Alaine Chartrand a remporté, ce week-end, les Championnats canadiens de patinage artistique.

Ménage payant pour Chartrand

Un an plus tard, Alaine Chartrand a retrouvé le sourire et sa place au sommet de la hiérarchie du patinage artistique au Canada.

Un an trop tard s’empresse toutefois de souligner la femme âgée de 22 ans. L’entrevue téléphonique se passait tard lundi soir. Le vol d’avion de l’athlète de Prescott pour quitter le Nouveau-Brunswick avait encore été annulé.

Deux jours auparavant, Chartrand avait gagné le titre national à Saint-Jean. Elle est passée du cinquième rang après le programme court à la tête du classement avec un programme long presque parfait livré sous la musique d’Andrew Lloyd Webber.

« C’est excitant de gravir la première marche du podium. Mais en même temps, c’est frustrant que ça arrive là... Il aurait fallu que je patine comme ça l’an passé. »

Chartrand, qui s’entraînait encore à quelques reprises à Aylmer le printemps dernier, a raté les Jeux olympiques en 2018 par un mince écart. Des erreurs lors de la dernière journée des sélections lui avaient coûté sa place. Un coup qu’elle avait durement encaissé. Surtout après avoir été championne canadienne une première fois en 2016.

Un peu tout le monde la voyait à PyeongChang en compagnie de Kaetlyn Osmond et Gabrielle Daleman.

« Honnêtement, je ne savais plus si j’allais continuer à patiner après avoir vécu ça. J’ai dû prendre plusieurs mois pour réfléchir à mon avenir », avoue-t-elle.

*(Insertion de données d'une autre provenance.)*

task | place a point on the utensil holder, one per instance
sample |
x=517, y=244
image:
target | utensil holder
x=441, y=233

Chartrand a mis le cap vers Hawaï pour des vacances, question de chasser ce cauchemar. À son retour, elle a enfilé les patins.

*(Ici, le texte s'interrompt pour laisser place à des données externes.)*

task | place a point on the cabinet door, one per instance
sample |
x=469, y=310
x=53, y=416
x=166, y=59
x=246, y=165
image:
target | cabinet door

« Seulement pour quelques heures par semaine afin de conserver une bonne forme physique et participer à des spectacles. Mais la motivation faisait encore défaut. »

À un moment au début de l’été, l’université York lui a annoncé qu’elle était acceptée dans son programme de kinésiologie. Une occasion pour elle de remettre le compteur à zéro.

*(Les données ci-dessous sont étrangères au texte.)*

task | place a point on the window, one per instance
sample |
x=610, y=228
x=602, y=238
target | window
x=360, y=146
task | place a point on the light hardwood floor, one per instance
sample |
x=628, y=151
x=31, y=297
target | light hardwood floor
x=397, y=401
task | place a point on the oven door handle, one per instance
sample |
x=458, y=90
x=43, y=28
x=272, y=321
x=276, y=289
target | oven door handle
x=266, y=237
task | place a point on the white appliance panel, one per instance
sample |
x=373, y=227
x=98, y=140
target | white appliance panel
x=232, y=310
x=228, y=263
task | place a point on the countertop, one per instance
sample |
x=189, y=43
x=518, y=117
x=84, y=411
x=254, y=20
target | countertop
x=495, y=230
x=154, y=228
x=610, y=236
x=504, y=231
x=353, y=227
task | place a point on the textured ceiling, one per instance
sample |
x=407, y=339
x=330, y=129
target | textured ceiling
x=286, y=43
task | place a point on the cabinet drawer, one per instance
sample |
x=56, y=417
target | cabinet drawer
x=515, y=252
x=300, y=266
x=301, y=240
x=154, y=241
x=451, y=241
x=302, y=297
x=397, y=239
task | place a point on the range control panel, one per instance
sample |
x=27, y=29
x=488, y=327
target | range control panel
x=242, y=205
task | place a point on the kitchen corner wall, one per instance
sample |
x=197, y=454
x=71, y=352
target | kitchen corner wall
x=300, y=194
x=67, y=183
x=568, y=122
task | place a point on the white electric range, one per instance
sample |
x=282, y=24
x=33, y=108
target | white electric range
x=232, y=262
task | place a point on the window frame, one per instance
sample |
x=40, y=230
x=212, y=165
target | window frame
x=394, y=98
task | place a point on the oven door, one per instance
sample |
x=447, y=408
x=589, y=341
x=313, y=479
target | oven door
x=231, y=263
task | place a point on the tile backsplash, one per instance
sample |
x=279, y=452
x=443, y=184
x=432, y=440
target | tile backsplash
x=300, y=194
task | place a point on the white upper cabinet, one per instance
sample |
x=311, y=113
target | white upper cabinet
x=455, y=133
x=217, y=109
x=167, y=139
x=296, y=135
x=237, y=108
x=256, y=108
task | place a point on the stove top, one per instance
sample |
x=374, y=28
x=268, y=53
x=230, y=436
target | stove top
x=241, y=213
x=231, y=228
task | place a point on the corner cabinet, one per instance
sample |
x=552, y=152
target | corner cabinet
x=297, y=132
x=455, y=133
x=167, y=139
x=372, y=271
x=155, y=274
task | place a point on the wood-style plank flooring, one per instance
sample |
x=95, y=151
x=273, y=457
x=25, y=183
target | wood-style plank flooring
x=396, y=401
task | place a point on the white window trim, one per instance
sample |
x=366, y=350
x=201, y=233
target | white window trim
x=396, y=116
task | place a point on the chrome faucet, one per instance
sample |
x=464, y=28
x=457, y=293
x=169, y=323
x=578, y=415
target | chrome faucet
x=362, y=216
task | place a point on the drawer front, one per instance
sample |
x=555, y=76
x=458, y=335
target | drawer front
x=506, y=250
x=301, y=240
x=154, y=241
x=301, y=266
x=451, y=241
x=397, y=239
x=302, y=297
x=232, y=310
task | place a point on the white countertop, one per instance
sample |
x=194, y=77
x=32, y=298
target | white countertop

« De tout changer... de déménager à Toronto, de changer d’entraîneurs et modifier mon approche quotidienne, précise-t-elle.

«J’ai décidé de continuer à patiner, mais sans que ce soit la chose la plus importante dans ma vie. Tout gravitait autour de ça auparavant. Maintenant, j’ai un meilleur équilibre et je patine pour le plaisir.»

À quel point Chartrand n’est plus la même personne ?

«J’ai commis des erreurs durant le programme court. Mais j’ai refusé de me laisser abattre et ronger par ça. J’ai préféré voir le positif, que j’étais à seulement un point du podium.»

Il y a aussi sa santé qui s’avère nettement meilleure.

«Autant physique que mentale. Les deux dernières années, j’ai dû me débrouiller malgré une blessure à une cheville. Ce n’était pas facile.»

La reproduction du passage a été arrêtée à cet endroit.